2. Materials and methods

2.1 Materials

2.1.1 RNA-seq

15 ng of total RNA was input into the Illumina RNA Access kit (Illumina, San Diego, CA) and performed according to the manufacturer’s instructions on a Hamilton STAR robot. Pools of 16 samples were sequenced on the NextSeq 500 with a NextSeq v2 chemistry 150 cycle kit (Illumina, San Diego, CA) using paired-end 76 cycle sequencing chemistry.

2.1.2 Targeted DNA-seq

96 SNPs informative SNPs were chosen based on RNA-seq data for common dbSNPs that had heterozygotes in $>$ 10% of the sequencing population, and average coverage $>$ 200x. 87 SNPs gave functional amplicons in the ion torrent assay. 10 ng of genomic DNA extracted from fine-needle aspirated biopsies of thyroid nodules was used as the input for the ThermoFisher Ion AmpliSeq DNA assay according to manufacturer’s instructions. The library inputs were quantitated with the ThermoFisher Taqman Quantitation kit. The libraries were pooled together to a final concentration of 50 pM for loading onto the Ion 540 chip in the ThermoFisher Ion Chef and sequenced on the ThermoFisher Ion S5XL. The Torrent Server Suite generated base calls, reads, aligned reads, and vcf files relative to the hg19 build of the human genome.

2.1.3 Lung transbronchial biopsy (TBB) samples

RNA-seq data were generated from 699 lung transbronchial biopsy (TBB) samples of 112 patients (Pankratz et al., 2017).

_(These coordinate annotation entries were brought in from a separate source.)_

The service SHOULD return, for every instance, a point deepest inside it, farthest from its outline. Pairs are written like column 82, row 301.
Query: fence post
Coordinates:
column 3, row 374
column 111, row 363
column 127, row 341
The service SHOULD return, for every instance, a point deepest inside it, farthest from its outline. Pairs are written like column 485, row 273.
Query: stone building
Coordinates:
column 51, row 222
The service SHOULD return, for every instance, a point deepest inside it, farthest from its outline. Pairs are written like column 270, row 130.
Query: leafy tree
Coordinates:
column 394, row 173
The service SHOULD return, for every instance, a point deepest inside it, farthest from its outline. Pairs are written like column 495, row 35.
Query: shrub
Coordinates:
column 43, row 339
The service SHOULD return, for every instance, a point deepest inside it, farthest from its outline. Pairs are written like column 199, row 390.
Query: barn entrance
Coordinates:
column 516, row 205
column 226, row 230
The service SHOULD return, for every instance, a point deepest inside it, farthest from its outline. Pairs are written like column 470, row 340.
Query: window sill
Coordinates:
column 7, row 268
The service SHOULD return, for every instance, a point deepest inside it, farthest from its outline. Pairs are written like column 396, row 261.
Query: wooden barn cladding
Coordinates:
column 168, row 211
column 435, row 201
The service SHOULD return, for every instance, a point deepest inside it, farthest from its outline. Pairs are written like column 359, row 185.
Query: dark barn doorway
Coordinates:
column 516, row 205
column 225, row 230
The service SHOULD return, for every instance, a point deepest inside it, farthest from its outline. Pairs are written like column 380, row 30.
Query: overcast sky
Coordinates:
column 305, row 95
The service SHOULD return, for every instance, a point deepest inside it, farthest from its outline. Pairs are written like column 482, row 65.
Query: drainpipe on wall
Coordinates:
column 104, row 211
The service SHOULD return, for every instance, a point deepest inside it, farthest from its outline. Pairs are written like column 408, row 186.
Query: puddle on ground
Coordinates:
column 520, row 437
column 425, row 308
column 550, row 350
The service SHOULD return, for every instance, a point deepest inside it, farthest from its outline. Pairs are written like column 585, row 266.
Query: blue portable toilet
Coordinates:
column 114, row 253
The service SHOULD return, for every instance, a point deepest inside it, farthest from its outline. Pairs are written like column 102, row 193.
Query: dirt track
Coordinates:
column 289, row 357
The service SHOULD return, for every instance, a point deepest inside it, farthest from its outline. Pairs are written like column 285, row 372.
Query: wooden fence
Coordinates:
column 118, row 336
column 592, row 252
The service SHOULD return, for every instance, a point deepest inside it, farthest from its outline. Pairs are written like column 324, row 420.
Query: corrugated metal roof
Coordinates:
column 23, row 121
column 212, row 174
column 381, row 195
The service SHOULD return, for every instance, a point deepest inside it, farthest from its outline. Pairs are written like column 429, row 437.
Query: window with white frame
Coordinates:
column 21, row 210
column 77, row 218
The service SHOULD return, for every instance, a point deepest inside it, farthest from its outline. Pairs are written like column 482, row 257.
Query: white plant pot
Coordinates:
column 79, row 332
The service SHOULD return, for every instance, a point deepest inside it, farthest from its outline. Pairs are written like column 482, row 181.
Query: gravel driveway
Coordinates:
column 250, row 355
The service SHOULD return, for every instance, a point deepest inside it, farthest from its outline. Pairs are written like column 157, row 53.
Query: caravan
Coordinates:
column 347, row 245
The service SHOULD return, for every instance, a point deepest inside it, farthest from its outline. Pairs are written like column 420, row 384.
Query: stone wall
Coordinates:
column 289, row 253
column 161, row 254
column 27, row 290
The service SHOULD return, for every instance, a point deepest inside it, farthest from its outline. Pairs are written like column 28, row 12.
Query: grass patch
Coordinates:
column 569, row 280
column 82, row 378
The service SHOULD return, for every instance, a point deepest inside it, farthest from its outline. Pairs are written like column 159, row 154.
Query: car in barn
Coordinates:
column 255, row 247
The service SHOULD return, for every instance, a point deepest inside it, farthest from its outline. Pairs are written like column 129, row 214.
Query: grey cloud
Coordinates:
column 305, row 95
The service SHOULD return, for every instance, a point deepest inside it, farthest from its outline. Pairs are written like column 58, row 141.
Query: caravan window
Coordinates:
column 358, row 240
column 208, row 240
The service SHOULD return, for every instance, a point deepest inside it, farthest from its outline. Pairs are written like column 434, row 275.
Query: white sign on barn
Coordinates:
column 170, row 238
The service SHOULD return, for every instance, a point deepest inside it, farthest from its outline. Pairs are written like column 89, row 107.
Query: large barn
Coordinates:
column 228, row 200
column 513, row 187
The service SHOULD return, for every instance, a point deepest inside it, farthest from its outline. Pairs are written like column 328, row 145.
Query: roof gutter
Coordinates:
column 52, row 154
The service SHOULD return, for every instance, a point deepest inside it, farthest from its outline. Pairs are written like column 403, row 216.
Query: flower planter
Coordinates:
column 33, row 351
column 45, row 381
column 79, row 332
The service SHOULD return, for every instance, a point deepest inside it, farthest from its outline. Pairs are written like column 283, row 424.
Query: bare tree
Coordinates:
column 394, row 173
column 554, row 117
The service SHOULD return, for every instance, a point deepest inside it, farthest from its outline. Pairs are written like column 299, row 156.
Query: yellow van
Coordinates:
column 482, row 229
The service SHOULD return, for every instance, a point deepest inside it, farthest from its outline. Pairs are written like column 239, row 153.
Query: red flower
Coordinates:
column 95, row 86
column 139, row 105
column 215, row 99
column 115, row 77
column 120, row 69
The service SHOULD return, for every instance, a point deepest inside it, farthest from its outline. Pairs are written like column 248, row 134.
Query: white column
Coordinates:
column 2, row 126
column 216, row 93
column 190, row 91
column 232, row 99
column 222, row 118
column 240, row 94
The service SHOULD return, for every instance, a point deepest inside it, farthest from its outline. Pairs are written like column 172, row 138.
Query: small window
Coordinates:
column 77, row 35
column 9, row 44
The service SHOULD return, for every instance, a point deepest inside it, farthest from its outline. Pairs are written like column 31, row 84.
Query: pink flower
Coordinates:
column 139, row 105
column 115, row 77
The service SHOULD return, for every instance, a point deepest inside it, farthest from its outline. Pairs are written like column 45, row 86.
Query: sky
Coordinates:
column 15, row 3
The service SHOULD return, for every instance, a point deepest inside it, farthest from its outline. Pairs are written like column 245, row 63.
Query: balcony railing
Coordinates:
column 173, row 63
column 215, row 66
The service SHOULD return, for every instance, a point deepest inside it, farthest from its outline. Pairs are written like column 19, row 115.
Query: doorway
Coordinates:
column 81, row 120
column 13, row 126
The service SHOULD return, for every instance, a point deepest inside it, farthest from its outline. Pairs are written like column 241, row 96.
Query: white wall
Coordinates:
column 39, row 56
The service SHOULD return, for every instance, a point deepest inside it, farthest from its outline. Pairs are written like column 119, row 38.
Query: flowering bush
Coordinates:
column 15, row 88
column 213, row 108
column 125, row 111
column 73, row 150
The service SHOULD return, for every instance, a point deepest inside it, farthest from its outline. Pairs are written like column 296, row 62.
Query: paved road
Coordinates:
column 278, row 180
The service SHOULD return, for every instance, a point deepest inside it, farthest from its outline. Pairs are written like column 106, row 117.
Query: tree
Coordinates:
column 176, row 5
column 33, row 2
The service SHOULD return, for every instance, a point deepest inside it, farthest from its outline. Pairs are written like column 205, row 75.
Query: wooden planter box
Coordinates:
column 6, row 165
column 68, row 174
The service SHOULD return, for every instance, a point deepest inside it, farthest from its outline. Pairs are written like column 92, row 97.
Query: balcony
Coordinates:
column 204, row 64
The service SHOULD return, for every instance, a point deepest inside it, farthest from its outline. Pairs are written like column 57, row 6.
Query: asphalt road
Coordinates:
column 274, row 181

Each patient has 3–5 different samples that are called as biological replicates. Eight lung samples were chosen for quality control and sequenced repeatedly across 8 different batches, which are referred to as technical replicates. Among 243,951 pairs, there are 1,893 pairs of biological replicates and 563 pairs of technical replicates.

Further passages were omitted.